Memahami Kaidah Bid'ah

Memahami Kaidah Bid'ah

MEMAHAMI KAIDAH BID'AH

1. Tidak ada kaidah bahwa "setiap yang tidak dilakukan oleh Nabi adalah bid'ah yang sesat (haram)". Kaidah seperti itu hanya diciptakan oleh orang-orang jahil agama. Karena, selain tak satupun ulama' salaf maupun khalaf yang mengucapkan kaidah tersebut, juga berimplikasi menyesatkan apa saja yang dilakukan sahabat tapi tidak dilakukan oleh Nabi. Sayangnya kejahilan ini terus menerus diyakini, disuarakan dan diwariskan secara turun temurun kepada pengikut mereka yang jahil ilmu agama. 

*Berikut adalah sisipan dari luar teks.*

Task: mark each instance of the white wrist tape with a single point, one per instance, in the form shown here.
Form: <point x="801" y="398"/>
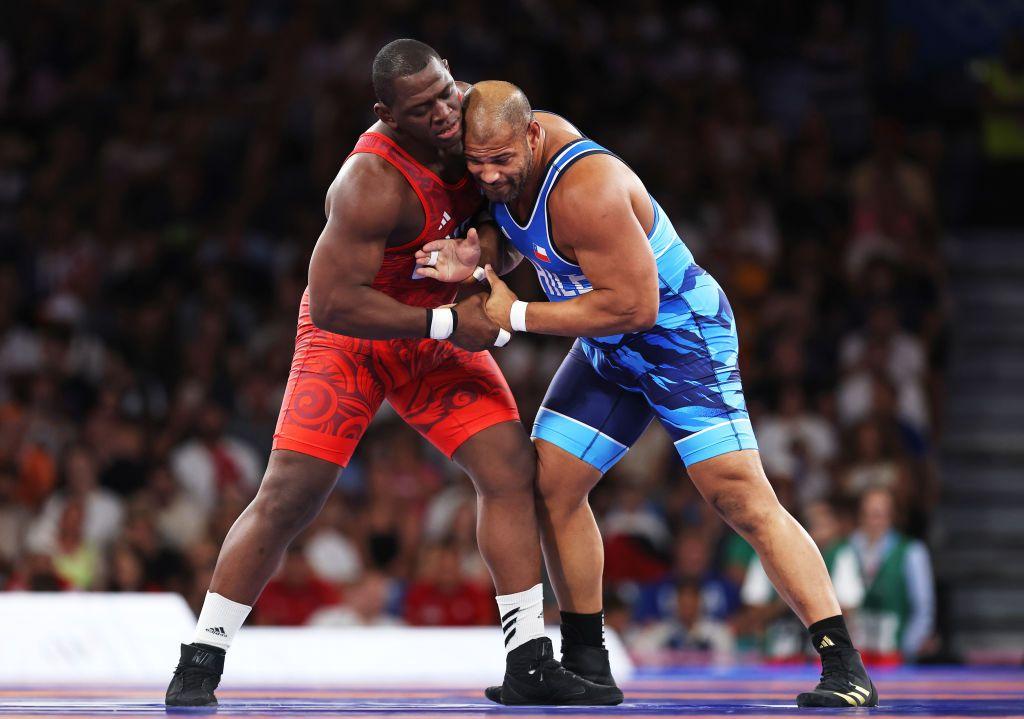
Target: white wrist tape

2. Dalam memahami term bid'ah dalam hadits-hadits Nabi bisa kita maknai dengan dua makna atau pengertian, yaitu makna bahasa (makna umum) atau makna syara' (makna khusus). Pengertian secara bahasa, bid'ah adalah setiap muhdats (perkara baru) yang tidak ada dizaman Nabi. Pengertian secara syara' adalah setiap muhdats (perkara baru) yang tidak ada dizaman Nabi serta bertentangan dengan al-Qur'an, al-Hadits, dan ijma'. 

3. Jika bid'ah kita maknai secara bahasa (makna umum), maka bid'ah terbagi menjadi dua, yaitu bid'ah hasanah (tidak ada dizaman Nabi, tapi tidak bertentangan dengan al-Qur'an, al-Hadits dan ijma') dan bid'ah sayyi'ah (tidak ada dizaman Nabi dan bertentangan dengan al-Qur'an, al-Hadits dan ijma'). Tetapi jika kita maknai secara syara', maka tidak ada istilah bid'ah hasanah, sebab kalimat bid'ah secara syara' diberlakukan untuk perkara yang tidak baik dalam agama karena ia bertentangan dengan al-Qur'an, al-Hadits dan ijma' dan tidak ada perkara buruk yang dibilang baik. Dan ulama' menerima dua pemaknaan tersebut, karena tidak saling berlawanan atau saling menihilkan. 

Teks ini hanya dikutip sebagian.